Криво усмехнувшись, Гарри вспоминает сегодняшний несостоявшийся поцелуй. Он почему-то уверен, что Риддл не оттолкнул бы его, и всё закончилось бы как в тот раз, на балконе. Или же… несколько иначе. Впервые за всё время Гарри решает быть до конца честным с самим собой и разрешает себе всерьёз задуматься о возможной перспективе, не отгоняя постыдных низменных мыслей. Риддл говорил, что сделает так, как он сам захочет — стоит только попросить. Одна ночь — Гарри уверен, самая лучшая в жизни ночь — и он завсегдатай клиники Святого Мунго. Досадно. Хотя что с того? Что ему теперь делать здесь, среди Пожирателей? Своих друзей в штабе он покинул навсегда, а то, что случилось сегодня в Хогвартсе, окончательно лишило его возможности даже попытаться вернуться и вымолить прощения. Оставаться в поместье, продолжая сходить с ума от безумного желания и нездорового влечения? День ото дня мучить себя мыслью о том, что вожделенное для него запретно? Он был совершенно прав, говоря Александре, что он не такой, как они. Ему приходится намного хуже. Для него, в отличие от них всех, Риддл значит куда больше. И только он может получить то, что недоступно остальным.
Полумрак сменяется кромешной тьмой, а Гарри всё лежит без движения, пялясь в одну точку и уже не думая ни о чём.
— Быстро летит время, верно? — вдруг слышит он голос от двери и удивлённо выгибает шею.
Риддл стоит возле стены, подпирая её плечом и сложив руки на груди. Странно, Гарри не слышал, как открылась дверь, и совершенно не заметил, когда кто-то успел появиться в его комнате. Он порывается встать, но Риддл взмахом руки останавливает его и, подойдя, садится на край дивана. В лунном свете хорошо виден его чёткий профиль.
— Почему вы заговорили о времени? — спрашивает Гарри, чтобы нарушить странное молчание.
— Только дети по-настоящему счастливы, — глухо отвечает Риддл, будто не слыша вопроса. — Их время тянется медленно, и они ещё даже не подозревают о том, что их ждёт впереди.
— Любой другой человек тоже не знает, что будет дальше, — немного смутившись собственной позы, Гарри садится повыше.
— Ошибаешься. С возрастом ты начинаешь понимать многие вещи, которых не понимал до этого. Слишком много вещей. Поэтому предугадать исход уже не так сложно.
Голос Риддла звучит тихо и отрешённо.

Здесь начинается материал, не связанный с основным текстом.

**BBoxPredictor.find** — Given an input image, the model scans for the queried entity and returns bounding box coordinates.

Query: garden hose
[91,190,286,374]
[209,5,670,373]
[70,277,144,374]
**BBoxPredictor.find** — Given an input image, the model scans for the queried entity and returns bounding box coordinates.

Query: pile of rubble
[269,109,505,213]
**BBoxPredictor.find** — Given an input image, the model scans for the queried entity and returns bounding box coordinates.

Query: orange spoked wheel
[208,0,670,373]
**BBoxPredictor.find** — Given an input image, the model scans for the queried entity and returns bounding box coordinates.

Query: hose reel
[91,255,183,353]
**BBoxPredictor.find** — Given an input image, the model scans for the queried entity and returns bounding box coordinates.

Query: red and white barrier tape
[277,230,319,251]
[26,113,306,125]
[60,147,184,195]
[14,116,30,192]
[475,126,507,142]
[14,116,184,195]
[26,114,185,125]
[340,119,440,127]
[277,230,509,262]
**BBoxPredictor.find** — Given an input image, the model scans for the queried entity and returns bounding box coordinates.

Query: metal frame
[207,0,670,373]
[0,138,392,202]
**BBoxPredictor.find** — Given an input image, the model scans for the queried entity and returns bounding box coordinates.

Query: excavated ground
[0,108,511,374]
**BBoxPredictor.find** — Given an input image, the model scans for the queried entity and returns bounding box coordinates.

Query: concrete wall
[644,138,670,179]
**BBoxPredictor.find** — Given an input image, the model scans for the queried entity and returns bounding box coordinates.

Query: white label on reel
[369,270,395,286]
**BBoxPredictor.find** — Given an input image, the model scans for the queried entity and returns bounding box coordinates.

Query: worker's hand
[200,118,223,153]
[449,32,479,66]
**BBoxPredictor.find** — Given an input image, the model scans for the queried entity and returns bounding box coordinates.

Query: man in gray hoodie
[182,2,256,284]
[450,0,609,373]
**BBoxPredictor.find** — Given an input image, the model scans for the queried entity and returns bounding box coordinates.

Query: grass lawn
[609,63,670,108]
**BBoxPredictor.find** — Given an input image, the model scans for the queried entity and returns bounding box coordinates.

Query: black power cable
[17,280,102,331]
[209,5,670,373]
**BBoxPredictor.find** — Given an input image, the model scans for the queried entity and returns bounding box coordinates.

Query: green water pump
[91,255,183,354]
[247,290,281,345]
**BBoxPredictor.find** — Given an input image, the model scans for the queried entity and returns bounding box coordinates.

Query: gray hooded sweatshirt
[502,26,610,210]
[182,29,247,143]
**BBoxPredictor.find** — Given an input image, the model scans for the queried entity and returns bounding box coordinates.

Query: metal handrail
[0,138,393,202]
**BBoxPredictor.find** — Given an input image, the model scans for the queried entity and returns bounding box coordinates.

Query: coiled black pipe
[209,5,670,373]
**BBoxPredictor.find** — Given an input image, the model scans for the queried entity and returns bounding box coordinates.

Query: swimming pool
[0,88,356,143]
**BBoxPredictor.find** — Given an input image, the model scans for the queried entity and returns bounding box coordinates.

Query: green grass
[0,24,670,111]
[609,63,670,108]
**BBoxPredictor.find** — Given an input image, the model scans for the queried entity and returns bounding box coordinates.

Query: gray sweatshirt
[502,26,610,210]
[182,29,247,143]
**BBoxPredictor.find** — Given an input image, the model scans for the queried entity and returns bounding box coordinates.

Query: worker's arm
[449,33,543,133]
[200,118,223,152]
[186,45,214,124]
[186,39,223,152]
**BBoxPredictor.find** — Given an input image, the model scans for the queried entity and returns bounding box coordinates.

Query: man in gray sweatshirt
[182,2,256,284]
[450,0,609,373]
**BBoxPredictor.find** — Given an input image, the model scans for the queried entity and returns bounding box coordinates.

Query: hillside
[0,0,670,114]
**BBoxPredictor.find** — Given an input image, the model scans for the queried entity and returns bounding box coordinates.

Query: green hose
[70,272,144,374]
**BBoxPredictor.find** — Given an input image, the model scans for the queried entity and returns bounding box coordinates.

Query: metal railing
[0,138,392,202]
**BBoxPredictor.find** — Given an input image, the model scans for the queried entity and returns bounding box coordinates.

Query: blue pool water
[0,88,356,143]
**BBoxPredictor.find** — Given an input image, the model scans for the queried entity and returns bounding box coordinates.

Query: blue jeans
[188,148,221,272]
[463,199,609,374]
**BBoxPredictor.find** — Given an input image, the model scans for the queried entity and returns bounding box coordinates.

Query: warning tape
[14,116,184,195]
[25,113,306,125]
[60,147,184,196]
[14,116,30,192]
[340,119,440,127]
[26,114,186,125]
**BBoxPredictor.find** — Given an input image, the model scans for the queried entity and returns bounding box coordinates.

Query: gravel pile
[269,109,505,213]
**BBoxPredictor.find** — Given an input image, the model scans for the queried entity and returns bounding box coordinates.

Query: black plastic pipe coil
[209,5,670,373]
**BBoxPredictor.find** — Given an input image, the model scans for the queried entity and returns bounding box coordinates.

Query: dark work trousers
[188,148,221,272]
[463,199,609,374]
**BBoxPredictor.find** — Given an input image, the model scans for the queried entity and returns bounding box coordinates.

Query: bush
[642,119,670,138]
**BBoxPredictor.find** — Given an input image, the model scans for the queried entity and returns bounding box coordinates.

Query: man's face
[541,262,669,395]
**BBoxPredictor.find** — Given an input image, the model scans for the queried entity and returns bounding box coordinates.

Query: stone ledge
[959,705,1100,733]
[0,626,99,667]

Он смотрит в одну точку, будто разговаривает сам с собой. От его странных слов, от его позы, и от темноты, расползшейся по комнате, Гарри делается не по себе.
— Вас что-то тревожит? — спрашивает он с осторожностью.
Словно выйдя из оцепенения, Риддл усмехается и поворачивает голову к нему.
— В данный момент меня тревожит, что ты, кажется, так и ушёл от меня, не получив то, чего хотел.
Теперь Гарри рад, что в комнате темно и не видно его стремительно краснеющих щёк.
— Это неважно, — бормочет он. Однако Риддл не сводит с него взгляда и не двигается. Гарри вздыхает. — Хорошо, для меня это важно. Тогда я просто подумал… Я… Простите мою дерзость.
Риддл подсаживается ближе, поддевает подбородок двумя пальцами и склоняется к его лицу. И Гарри, уже не терзаясь совестью и посчитав это приглашением, подаётся вперёд и наконец-то делает то, о чём мечтал с утра: осторожно целует Риддла, прикрыв глаза.